レシートを1枚10円に換金するアプリを、高校生が起業したベンチャー企業が開発した。アプリを作るきっかけや展望を聞く。
「レシートを1枚登録すると10円になる」――こんなiOS向けアプリを、高校生が起業したベンチャー企業ワンファイナンシャル(港区)が6月12日に配信開始した。
アプリでSMS認証してアカウントを登録。スマートフォンカメラで撮ったレシートを送ると、アプリ内ウォレットに10円が即時振り込まれる。取り扱うレシートの種類は「全て」。
アプリ内に振り込まれたお金は、登録した銀行口座へ出金できる(手数料は200円)。国内の主要な金融機関に対応し、出金時には免許証などでの本人確認が必要。普段は捨てていたレシートを現金化できるとあり、ネット上では早速話題に。リリース後4時間で、買い取り枚数は1万枚を超えた。

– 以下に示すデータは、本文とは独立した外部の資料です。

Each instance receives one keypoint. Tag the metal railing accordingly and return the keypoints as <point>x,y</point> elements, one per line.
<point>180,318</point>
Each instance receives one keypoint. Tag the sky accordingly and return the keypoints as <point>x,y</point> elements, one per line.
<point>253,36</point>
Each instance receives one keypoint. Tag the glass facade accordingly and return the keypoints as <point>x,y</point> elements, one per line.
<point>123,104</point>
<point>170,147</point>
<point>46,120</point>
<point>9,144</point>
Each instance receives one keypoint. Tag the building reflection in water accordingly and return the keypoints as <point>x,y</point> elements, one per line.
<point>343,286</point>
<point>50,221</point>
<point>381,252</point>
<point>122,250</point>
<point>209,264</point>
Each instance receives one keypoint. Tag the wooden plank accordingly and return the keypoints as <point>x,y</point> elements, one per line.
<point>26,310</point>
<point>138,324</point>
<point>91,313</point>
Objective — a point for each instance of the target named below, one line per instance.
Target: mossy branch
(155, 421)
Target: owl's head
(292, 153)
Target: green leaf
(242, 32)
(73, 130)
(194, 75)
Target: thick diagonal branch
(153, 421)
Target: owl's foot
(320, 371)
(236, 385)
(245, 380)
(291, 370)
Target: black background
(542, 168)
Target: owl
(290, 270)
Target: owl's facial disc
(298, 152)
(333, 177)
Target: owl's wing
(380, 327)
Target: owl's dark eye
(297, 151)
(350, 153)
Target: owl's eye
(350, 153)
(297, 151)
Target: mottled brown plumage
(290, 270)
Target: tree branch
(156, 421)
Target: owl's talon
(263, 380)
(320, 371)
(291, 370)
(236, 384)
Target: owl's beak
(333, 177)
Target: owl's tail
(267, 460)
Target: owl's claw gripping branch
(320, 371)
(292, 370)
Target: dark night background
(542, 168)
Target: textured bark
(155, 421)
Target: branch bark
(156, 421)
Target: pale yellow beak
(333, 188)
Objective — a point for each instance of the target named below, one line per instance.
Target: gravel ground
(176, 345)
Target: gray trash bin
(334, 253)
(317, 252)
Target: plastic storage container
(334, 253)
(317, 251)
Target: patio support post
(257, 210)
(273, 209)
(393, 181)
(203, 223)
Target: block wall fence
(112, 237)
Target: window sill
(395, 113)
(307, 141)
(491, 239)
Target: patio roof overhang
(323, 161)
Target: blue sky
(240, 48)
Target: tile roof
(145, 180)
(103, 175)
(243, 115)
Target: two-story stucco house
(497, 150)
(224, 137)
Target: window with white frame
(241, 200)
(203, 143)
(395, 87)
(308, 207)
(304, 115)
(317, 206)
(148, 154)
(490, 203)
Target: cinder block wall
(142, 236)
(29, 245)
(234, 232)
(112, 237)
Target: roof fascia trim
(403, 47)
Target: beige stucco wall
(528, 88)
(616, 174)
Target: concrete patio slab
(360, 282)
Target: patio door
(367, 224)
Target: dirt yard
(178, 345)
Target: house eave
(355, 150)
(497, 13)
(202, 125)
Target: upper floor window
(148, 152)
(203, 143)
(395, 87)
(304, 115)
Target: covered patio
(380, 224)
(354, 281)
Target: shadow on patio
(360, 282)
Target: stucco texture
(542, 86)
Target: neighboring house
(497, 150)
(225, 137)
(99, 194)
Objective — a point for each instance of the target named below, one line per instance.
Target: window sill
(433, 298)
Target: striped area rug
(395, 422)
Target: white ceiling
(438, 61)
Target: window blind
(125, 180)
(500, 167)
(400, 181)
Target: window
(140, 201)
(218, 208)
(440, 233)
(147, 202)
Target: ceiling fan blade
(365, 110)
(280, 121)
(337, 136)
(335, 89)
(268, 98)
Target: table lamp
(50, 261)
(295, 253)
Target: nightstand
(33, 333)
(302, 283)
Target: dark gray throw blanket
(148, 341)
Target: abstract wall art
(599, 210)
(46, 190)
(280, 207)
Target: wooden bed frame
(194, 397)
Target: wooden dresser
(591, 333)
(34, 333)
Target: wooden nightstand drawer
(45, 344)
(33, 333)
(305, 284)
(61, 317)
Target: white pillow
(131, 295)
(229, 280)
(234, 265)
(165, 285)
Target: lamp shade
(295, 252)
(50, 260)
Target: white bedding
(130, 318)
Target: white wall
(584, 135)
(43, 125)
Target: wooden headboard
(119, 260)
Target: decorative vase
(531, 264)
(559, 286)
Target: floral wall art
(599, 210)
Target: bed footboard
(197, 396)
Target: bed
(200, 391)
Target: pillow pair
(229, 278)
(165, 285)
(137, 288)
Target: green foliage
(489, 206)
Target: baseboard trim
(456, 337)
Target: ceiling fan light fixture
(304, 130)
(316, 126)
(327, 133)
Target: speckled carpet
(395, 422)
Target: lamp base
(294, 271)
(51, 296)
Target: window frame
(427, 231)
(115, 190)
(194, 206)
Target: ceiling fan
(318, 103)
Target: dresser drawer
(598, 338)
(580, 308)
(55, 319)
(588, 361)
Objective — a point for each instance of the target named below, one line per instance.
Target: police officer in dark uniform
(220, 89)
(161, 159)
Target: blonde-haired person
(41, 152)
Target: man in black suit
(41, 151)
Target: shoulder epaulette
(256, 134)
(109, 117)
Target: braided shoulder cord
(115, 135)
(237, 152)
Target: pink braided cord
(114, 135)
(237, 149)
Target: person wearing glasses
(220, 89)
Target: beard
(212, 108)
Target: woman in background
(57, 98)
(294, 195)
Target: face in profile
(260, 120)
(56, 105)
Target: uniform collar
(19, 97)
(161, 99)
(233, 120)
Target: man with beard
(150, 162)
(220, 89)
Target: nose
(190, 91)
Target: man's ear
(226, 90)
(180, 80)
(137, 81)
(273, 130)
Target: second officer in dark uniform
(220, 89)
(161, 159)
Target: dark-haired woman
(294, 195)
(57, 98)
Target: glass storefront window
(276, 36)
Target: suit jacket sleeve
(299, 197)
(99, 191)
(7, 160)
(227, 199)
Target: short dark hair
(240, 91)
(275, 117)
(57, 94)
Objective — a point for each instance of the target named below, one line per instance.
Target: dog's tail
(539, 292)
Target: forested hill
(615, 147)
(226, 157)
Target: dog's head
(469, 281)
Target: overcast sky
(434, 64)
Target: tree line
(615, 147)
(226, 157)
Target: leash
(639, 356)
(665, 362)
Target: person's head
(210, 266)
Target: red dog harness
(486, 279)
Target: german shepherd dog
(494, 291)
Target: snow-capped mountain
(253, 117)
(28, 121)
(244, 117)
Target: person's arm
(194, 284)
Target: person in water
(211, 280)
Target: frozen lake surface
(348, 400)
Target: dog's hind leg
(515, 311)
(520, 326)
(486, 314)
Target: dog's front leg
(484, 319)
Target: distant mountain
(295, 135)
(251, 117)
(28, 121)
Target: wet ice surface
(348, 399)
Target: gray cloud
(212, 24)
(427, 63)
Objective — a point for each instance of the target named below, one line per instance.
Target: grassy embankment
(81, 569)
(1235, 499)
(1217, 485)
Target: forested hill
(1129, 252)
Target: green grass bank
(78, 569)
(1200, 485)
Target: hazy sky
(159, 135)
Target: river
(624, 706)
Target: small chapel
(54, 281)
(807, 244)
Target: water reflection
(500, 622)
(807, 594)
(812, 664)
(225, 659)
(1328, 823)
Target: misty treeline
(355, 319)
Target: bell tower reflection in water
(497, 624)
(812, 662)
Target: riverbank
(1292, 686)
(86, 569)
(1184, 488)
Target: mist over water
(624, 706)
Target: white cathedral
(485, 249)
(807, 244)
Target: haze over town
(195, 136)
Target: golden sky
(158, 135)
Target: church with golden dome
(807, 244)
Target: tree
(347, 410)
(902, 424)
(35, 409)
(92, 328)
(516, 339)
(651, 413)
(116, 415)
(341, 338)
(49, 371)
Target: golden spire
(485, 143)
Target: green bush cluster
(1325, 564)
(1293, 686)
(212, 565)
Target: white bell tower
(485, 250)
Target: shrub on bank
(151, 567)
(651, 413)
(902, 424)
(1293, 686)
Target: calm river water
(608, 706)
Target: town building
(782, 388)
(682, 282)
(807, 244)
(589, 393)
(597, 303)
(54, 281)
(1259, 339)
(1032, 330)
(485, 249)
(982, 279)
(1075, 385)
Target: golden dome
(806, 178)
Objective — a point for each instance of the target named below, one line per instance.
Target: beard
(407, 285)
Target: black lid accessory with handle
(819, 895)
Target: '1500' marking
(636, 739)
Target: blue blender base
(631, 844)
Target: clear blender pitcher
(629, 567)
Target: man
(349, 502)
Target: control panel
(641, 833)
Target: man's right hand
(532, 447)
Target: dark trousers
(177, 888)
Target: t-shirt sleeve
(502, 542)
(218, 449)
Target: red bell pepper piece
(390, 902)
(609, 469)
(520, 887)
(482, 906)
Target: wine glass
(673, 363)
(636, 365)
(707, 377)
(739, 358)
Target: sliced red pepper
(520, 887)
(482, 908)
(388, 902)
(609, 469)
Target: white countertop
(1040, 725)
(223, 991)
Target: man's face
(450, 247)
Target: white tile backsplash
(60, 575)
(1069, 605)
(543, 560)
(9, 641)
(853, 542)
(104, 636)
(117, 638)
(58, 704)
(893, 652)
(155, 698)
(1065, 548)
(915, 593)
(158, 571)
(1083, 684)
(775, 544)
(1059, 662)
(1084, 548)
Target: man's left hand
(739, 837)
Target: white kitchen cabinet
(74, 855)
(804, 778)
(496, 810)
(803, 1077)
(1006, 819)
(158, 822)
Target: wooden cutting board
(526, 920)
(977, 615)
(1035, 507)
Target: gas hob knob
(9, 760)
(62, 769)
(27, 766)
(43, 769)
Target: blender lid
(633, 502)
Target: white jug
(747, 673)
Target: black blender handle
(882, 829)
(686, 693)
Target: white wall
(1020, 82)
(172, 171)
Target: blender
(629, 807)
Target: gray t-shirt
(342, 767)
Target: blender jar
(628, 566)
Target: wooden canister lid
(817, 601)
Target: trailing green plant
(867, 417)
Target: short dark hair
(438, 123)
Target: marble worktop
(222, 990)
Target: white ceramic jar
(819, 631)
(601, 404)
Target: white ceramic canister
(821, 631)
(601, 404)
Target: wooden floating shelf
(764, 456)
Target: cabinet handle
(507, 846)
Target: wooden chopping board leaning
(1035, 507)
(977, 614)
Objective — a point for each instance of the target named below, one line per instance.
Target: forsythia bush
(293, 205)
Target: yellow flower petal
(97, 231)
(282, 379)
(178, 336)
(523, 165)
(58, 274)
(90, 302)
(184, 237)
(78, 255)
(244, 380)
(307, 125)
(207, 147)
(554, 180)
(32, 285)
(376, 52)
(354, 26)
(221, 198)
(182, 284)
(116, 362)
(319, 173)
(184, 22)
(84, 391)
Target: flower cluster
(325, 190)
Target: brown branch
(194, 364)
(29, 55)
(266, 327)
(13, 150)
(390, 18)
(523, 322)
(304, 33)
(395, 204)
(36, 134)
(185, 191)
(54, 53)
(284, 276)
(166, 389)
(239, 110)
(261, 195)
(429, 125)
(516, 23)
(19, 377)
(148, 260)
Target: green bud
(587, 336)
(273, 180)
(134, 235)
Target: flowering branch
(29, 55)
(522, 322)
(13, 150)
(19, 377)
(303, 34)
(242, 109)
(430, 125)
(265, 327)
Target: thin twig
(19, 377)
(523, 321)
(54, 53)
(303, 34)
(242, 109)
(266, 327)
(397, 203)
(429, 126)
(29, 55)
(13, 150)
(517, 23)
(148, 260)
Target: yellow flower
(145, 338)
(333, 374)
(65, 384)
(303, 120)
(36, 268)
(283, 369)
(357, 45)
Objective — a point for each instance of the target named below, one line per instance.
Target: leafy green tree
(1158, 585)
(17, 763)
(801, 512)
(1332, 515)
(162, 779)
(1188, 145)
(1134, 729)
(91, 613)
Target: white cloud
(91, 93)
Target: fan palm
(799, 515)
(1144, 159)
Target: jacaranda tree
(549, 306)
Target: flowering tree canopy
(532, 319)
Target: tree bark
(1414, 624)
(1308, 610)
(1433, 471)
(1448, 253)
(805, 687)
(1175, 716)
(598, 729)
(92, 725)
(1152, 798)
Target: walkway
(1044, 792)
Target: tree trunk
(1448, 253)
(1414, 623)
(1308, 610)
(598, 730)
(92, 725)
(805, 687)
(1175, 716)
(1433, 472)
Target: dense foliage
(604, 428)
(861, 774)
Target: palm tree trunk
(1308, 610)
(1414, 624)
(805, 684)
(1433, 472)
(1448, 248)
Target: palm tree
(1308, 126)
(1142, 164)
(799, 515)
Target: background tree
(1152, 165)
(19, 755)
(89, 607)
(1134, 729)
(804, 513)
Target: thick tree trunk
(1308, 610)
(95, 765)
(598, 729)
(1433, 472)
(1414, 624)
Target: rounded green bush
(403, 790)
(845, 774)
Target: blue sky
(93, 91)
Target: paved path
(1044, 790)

なぜ、アプリを使ってレシートを現金化させようと考えたのか。レシート換金アプリ「ONE」を開発した同社に、開発のきっかけや今後の展望を聞いた。
身近にあって実は価値あるもの
現役高校生でもあるワンファイナンシャルの山内奏人社長は、11歳のときに「中高生国際Rubyプログラミングコンテスト」の15歳以下の部で最優秀賞を受賞するなど、幼い頃からプログラミングで頭角を現していた。
17年8月には、ワンファイナンシャルの前身となるウォルトでカード決済ターミナルの「ONE PAY」をサービス開始。10月にベンチャーキャピタルのインキュベイトファンドやD4Vから総額1億円の資金調達を実施している。
そんな山内社長は、「身近にあるもので、みんながいらないと思っていても、実は価値あるもの」を探していた。その発想からレシートに着目。オフラインの購買情報を分析したデータには企業からの需要があると考え、ONEを開発した。
分析データの提供方法は「今後の検討次第」としているが、データ提供やユーザー送客の他にも、「あらゆるものを現金化する、“次世代の金券ショップ”のような新しい仕組み」も今後の展望として検討しているという。
どこにでもあるレシートを換金できるという性質上、開発側が意図しない不正な登録もされるのではという懸念もある。これについて同社は「一般的にレシートは1日に数十枚ももらうものではない」という考えの基、1日10枚までの登録と制限を定めている。
個人情報の取り扱いについても「アカウントを削除すれば、個人情報や利用情報は削除される」としている。
当面の目標は「数百万枚の買い取り」。まずは分析対象を十分に集めようという考えだ。